Keine Aussage zu anderen Konstellationen
Der VfGH verwies darauf, dass der Gestaltungsspielraum des Gesetzgebers und die grundrechtliche Beurteilung in anderen Konstellationen anders aussehen können. So wären Fälle einer Eizellenspende für eine sachlich differenzierte Beschränkung grundsätzlich eher geeignet als die artifizielle intrauterine Insemination. Doch auch hier muss sich der Gesetzgeber in der Umsetzung und Begründung argumentativ darum bemühen, die Geeignetheit, Notwendigkeit und Verhältnismäßigkeit von Beschränkungen plausibel zu machen.

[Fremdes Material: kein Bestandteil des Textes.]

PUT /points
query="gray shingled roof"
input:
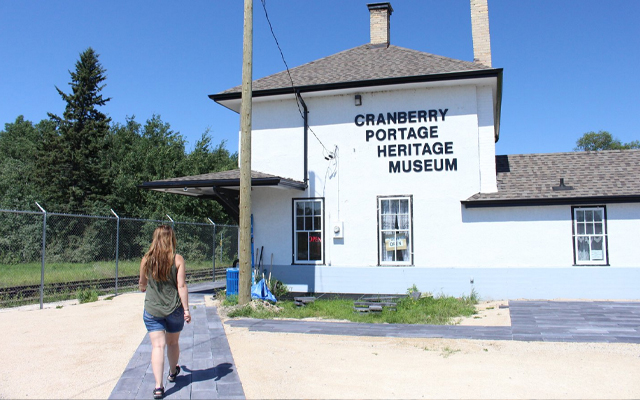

Krankheitsbehandlung oder Wunschmedizin?
Die Kritiker einer Ausweitung rechtlich erlaubter medizinisch assistierter Fortpflanzung führen neben den Argumenten von Risiken der Leihmutterschaft und Schutz der Familie u.a. ins Treffen, dass die Freigabe die Reproduktionsmedizin von ihrem ursprünglichen Konzept der Krankheitsbehandlung immer mehr zum Paradigma der wunscherfüllenden Medizin führe. Dass lesbische Paare ohne medizinisch assistierte Fortpflanzungstechniken keine leiblichen Kinder haben, liege nicht daran, dass sie krank seien, sondern daran, dass die Natur in diesem Fall keine Fortpflanzung vorgesehen habe. Dies zu beheben sei, so die Kritiker einer Freigabe, aber nicht die Aufgabe der Reproduktionsmedizin.[3]
Nächste Schritte
Der Gesetzgeber hat nun bis 31.12.2014 Zeit, um die aufgehobenen Bestimmungen des FMedG neu zu regeln, er kann aber auch das FMedG ohne die aufgehobenen Bestimmungen weitergelten lassen. Vor dem Hintergrund der Europäischen Menschenrechtskonvention und des Gleichheitssatzes der österreichischen Bundesverfassung muss der Gesetzgeber innerhalb des ihm zustehenden Beurteilungsspielraums allfällige rechtliche Beschränkungen von medizinisch assistierter Fortpflanzung ethisch begründen. Dazu zählt nicht nur eine argumentative moralische Beurteilung, sondern auch die Abwägung sachlich begründeter außermoralischer Aspekte wie z.B. die Risikoeinschätzung der Leihmutterschaft.
Referenzen
[1] VfGH 10.12.2013, G 16/2013, G 44/2013 (iFamZ 2014/3, EF-Z 2014/38). • BGBl. I 2014/4.
[2] Kopetzki C. Fortpflanzungsmedizinrecht im Umbruch. RdM. 2014;21(1):1. • Fischer-Czermak C. Medizinisch unterstützte Fortpflanzung für lesbische Paare. EF-Z. 2014;9(1):61-63.
[3] Prüller M. Culture Clash. Die Presse, 19.1.2014, S. 47.